Sustainable Soil Management

The foundation of our existence

Soil is literally the foundation of our existence. It provides us with many services. We use it to store water, it has the ability to decontaminate itself, and we build houses on it. And healthy soils are the foundation for us to be able to grow crops and for nature to flourish. Deltas such as the Netherlands are some of the most fertile and biodiverse regions of the world, but they are also the most densely populated. This leads to competing claims on space for purposes such as nature, recreation, water management, infrastructure and housing, and it places excess pressure on soils to produce sufficient quantities of food. Soils are becoming depleted due to the effects of intensive agriculture, the use of heavy agricultural machinery, and a lack of consideration of how certain crops and soil types go together. This, in turn, has negative impacts on the environment, humans and animal life. The big research challenge therefore is about making soil management ‘healthy’ in both economic and ecological terms.

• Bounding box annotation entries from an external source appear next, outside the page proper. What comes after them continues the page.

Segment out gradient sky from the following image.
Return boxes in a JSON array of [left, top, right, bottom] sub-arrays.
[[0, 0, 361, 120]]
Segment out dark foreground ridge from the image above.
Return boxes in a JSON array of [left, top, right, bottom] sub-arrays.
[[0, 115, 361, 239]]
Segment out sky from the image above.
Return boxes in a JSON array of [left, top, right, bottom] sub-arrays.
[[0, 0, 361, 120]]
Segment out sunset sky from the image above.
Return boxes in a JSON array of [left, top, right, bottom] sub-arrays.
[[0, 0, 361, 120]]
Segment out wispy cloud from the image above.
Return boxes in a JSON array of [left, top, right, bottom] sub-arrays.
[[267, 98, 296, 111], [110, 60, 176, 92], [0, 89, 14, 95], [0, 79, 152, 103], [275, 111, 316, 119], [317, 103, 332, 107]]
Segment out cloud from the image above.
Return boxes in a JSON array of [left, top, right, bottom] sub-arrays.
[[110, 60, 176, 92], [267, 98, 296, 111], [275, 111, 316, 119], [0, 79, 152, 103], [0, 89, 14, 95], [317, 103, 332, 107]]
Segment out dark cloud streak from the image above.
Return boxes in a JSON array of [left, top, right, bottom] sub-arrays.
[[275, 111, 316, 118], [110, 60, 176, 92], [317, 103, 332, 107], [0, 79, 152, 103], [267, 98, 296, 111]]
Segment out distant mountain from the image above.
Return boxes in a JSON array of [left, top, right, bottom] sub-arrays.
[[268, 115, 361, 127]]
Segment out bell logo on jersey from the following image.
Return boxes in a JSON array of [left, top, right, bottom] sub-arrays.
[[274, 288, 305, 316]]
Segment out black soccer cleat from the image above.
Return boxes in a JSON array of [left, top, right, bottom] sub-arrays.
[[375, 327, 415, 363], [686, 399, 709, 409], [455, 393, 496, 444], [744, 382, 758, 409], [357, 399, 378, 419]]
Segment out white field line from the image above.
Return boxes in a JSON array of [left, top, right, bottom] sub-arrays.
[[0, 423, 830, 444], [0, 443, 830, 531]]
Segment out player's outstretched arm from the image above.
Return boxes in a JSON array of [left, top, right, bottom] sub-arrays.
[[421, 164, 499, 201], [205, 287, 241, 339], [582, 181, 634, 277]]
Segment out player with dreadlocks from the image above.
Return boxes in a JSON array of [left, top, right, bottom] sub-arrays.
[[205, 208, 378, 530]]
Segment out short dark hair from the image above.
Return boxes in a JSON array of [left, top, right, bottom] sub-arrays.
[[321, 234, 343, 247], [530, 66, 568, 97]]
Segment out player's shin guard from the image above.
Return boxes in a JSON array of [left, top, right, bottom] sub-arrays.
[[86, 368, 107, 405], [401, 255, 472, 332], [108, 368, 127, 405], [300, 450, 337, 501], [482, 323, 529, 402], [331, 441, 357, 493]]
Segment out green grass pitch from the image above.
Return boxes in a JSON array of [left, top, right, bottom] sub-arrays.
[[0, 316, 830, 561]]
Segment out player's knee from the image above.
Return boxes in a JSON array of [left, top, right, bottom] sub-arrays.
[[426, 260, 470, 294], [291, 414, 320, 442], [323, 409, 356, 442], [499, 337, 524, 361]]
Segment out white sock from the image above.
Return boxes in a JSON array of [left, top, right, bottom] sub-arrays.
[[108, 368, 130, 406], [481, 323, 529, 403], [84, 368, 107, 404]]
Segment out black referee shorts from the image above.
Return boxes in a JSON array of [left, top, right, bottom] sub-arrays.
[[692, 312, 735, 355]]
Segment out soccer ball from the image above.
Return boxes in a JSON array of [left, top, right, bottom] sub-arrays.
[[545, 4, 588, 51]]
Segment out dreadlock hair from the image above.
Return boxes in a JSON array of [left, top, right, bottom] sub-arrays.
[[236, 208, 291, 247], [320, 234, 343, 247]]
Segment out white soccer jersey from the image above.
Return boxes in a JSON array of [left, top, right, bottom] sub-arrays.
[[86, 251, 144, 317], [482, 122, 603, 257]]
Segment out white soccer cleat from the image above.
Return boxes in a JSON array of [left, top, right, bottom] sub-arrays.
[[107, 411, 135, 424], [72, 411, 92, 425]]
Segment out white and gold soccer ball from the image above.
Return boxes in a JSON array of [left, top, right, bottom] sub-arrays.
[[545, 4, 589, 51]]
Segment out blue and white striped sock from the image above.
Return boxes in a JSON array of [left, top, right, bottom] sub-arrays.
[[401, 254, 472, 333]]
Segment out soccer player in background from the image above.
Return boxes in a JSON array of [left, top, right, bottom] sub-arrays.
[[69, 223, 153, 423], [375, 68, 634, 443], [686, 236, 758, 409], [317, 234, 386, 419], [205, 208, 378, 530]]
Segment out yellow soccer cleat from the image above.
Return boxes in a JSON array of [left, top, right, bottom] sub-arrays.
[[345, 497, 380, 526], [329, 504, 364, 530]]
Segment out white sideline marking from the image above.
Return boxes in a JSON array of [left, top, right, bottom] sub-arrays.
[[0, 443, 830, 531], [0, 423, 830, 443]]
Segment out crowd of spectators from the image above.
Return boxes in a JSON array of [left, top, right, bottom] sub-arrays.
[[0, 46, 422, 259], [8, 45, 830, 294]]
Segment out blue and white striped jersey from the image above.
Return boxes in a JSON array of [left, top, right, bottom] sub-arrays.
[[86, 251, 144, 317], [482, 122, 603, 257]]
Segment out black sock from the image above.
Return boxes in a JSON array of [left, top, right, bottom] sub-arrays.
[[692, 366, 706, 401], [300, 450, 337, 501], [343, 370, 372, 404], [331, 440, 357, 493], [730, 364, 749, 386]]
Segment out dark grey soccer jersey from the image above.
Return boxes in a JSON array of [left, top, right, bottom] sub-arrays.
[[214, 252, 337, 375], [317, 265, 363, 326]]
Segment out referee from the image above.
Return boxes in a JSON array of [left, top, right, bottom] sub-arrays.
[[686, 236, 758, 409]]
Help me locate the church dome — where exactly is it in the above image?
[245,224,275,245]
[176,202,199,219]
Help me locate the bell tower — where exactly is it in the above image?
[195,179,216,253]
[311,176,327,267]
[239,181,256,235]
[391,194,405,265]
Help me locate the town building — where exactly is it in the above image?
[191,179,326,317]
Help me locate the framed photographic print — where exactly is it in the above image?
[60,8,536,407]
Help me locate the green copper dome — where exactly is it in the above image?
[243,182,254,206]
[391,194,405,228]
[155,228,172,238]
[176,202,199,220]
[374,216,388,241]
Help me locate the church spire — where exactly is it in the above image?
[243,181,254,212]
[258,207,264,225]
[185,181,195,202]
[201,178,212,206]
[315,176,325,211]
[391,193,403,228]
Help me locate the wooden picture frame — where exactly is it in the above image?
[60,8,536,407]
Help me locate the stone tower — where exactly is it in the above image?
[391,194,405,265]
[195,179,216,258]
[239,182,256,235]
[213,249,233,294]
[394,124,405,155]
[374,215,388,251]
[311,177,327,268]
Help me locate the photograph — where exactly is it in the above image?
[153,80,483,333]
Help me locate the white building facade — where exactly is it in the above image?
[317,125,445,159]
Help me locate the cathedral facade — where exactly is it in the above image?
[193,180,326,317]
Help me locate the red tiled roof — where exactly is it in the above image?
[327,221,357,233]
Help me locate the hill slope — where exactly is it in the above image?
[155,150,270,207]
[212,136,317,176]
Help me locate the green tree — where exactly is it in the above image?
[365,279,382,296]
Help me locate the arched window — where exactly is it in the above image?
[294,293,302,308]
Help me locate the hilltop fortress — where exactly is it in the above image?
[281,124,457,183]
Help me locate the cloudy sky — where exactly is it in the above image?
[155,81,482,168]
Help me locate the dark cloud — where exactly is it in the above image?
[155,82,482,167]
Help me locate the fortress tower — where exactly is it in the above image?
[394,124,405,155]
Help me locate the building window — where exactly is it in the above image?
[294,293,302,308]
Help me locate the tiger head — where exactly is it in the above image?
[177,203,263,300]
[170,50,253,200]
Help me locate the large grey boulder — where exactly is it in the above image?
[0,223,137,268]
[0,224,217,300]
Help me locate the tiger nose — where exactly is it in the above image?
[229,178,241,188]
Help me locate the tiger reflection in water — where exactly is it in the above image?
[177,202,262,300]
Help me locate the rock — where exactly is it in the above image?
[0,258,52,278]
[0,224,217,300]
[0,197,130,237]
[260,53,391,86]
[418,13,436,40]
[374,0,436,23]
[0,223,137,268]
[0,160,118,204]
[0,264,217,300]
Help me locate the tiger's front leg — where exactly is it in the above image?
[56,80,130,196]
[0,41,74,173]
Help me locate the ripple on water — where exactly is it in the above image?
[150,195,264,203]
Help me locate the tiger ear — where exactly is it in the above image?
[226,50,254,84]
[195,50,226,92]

This requires an integrated and collaborative approach involving universities and research institutes, businesses and governments.


  • Working with farmers and contract workers to tackle soil compaction in the northern Netherlands
    This project aims to reach agricultural business owners through their contract workers, enabling them to jointly tackle the problem of soil compaction.
  • Bokashi: soil in development
    Historically, grass cuttings from ditches and verges have tended to be transported far away for disposal. But dairy farmers are increasingly interested in using that material on their farms so they can process it into compost or Bokashi. How does Bokashi affect production and soil quality?
  • Color Circle
    The transition to a circular economy, in which there’s no such thing as waste and raw materials are re-used over and over again, requires a bespoke, local approach. That’s why five European regions have launched a ‘Color Circle’ project, in which they can learn from each other about how to come up with sustainable solutions and, in turn, serve as examples to other regions.
  • Effective control of yellow nutsedge
    The use of chemical crop protection agents is subject to increasingly strict restrictions, which means we need to come up with alternative approaches. One such alternative is the use of electrophysical technology.


Everything published by the Sustainable Soil Management applied research group can be found on Greeni, the online library for the green universities of applied sciences.

About the professor

Emiel Elferink studied Biology at the University of Groningen. His interest in sustainability issues related to agriculture and food production led him to specialise in Energy and Environmental Sciences. He went on to do his doctoral research into the sustainability of animal-based food production.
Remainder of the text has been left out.